Marko Milic – Series
Ce n’est pas par piques, mais par un fin humour décalé qu’il exprime son rapport au monde. Toutefois, un œil réellement acéré sur l’existence, apparaît dans un travail pétri par l’expérience, les rencontres, et les expositions plastiques, aussi bien contemporaines que classiques, dont il raffole. Serbe, anglophone, notre homme est un nomade. Toujours sur les routes, où le pousse le vent de son inspiration et des contrats fleurissants de sa carrière émergente en voie de reconnaissance.
Pour Series, la création que l’on pourra voir à Vienne, et dont on a pu voir les prémices au festival Uzès Danse, l’été dernier, le thème principal est une interrogation sur le caractère mystique du spectacle et sa réalité conventionnelle. Un solo qui en dit long sur le sens d’être en scène… et son éventuelle perte. Marko, pour l’occasion, sera paré d’un rideau de scène, garni de pompons rouges, devant des chandeliers et des images baroques d’anges joufflus… Le décor est planté, celui du théâtre. Au départ, une série de roulades. Puis un pose lente d’élévation, de dos au public. « Je veux faire réfléchir les gens à ce qu’ils veulent, mais au fait qu’aujourd’hui, la danse est au cœur des regards. Que signifie le fait d’être plongé dans le noir en situation d’observation ?
Par le passé, les spectateurs et les danseurs étaient plus dans une expérience de partage. Au 19ème siècle, progressivement, s’est perdue, au profit de la représentation conventionnelle, la portée mystique du spectacle vivant. J’aimerais, pour ma part, être inspiré par cette dimension spirituelle que nous sommes en train de perdre. » Marko imagine qu’à l’époque du spiritisme, les gens se réunissaient autour du medium, dans le sens d’un acte collectif, où était délivré un message.

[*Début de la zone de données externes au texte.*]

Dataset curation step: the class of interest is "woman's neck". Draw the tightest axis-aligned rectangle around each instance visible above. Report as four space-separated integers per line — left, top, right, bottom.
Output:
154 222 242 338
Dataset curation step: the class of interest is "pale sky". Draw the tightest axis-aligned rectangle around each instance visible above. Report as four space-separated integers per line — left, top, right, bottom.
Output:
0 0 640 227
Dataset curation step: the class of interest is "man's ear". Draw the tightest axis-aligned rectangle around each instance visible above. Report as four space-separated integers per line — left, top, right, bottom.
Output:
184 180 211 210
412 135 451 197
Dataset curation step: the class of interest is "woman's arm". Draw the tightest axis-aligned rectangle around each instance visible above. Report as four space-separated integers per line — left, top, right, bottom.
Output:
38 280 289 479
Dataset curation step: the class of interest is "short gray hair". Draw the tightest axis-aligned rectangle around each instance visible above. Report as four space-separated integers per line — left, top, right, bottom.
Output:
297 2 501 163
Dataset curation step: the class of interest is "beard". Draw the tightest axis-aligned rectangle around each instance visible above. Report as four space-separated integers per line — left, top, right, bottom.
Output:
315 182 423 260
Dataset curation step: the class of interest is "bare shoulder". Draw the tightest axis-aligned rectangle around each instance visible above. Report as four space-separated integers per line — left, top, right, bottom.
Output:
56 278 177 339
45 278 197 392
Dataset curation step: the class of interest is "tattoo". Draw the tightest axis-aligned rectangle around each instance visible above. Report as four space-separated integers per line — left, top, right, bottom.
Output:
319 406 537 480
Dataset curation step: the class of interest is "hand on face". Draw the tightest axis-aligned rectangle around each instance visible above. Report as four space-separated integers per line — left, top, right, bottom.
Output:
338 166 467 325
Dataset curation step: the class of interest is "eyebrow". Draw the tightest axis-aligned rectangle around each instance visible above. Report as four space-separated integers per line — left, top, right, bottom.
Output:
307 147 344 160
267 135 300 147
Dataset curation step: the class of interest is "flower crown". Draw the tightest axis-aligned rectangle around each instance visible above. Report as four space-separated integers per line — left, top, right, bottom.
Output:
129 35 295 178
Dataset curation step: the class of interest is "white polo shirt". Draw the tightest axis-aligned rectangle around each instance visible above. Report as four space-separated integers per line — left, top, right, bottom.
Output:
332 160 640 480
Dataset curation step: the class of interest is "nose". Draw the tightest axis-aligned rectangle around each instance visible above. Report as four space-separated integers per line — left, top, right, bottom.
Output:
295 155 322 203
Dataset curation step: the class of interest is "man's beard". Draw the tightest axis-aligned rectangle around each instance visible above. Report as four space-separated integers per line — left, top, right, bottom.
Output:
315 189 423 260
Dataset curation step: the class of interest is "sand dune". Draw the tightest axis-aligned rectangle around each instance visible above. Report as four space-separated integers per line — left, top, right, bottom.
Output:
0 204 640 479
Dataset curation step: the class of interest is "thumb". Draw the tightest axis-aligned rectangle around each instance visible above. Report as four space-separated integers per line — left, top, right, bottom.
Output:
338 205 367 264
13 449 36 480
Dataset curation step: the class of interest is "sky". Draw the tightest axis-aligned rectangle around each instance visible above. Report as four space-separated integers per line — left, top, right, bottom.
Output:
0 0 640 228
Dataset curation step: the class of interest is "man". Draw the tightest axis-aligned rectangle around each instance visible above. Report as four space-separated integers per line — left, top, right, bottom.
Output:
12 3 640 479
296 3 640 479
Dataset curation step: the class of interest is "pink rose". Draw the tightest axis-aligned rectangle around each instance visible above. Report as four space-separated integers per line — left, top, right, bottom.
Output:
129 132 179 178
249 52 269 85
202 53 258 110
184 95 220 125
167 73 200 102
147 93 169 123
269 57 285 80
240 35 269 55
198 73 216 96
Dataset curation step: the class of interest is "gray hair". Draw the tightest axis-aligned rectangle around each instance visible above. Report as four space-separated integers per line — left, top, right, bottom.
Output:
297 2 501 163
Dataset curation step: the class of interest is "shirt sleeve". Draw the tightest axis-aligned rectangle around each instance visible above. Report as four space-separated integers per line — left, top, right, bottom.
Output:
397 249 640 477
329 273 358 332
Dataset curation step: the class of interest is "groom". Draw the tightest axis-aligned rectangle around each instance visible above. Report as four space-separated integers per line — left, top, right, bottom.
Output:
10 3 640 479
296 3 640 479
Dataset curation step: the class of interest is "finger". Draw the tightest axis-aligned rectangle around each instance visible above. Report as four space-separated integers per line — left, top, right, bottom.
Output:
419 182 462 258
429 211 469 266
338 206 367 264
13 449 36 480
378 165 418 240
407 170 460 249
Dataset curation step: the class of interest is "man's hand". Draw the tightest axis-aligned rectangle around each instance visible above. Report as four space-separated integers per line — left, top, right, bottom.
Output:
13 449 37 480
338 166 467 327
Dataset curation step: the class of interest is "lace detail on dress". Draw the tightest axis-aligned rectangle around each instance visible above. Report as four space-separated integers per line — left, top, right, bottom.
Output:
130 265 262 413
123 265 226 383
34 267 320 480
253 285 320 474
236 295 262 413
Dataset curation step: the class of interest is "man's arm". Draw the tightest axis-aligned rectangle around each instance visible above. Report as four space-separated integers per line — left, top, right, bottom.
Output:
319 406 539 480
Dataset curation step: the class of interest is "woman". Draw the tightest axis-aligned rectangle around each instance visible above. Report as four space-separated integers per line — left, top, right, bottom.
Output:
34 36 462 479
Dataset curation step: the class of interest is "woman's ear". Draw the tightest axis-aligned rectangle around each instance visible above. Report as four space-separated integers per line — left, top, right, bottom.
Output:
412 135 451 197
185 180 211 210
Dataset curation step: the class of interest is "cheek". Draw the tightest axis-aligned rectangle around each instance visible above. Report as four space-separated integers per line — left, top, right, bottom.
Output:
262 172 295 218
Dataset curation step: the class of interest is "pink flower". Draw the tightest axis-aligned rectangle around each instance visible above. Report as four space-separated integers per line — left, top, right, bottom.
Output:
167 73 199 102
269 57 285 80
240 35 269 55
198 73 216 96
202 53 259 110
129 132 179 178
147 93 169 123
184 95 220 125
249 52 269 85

Tous les êtres présents étaient actifs. De nos jours, ce qui manque à notre danseur et chorégraphe, c’est cet aspect de partage. « Les gens se permettent de juger, avec une facilité déconcertante…Je remarque qu’à force de voir des spectacles, on devient blasé, désabusé. Or, pour apprécier vraiment une pièce, il faut se sentir prêt à la voir en dehors d’un schéma mental de consommation. »
Marko est arrivé en France en 2007 au Performing Arts Forum, à Saint Erme. Il a été frappé par la qualité d’accueil de l’organisation de Jan Ritsema, son éthique, de la présence de Jean-Marc Adolphe, son aide à « sweet and tender collaborations. De belles rencontres ont fait le reste. Alors, heureux d’être en France ? « Oui, pour son accès à la culture, avec le foisonnement d’expositions et le haut niveau des arts. »
Marko a commencé la danse à 20 ans, après le théâtre, la photographie, et des études d’andragogie. « Les cours de psychologie pédagogique m’ont fasciné, pour m’avoir appris, performances à l’appui, des méthodes de thérapie »… De quoi aider les autres, nourri de la connaissance de leurs failles. Car Marko observe, et ce, toujours dans le but d’être utile. Une bienveillance réjouissante. Mais pas naïve. Ne vous fiez pas aux apparences.
Bérengère Alfort
Series de Marko Milic
Festival ImpulsTanz
A Vienne, les 1 et 3 août 2011 à 20h
[Crédit visuel : Rosa Wernecke]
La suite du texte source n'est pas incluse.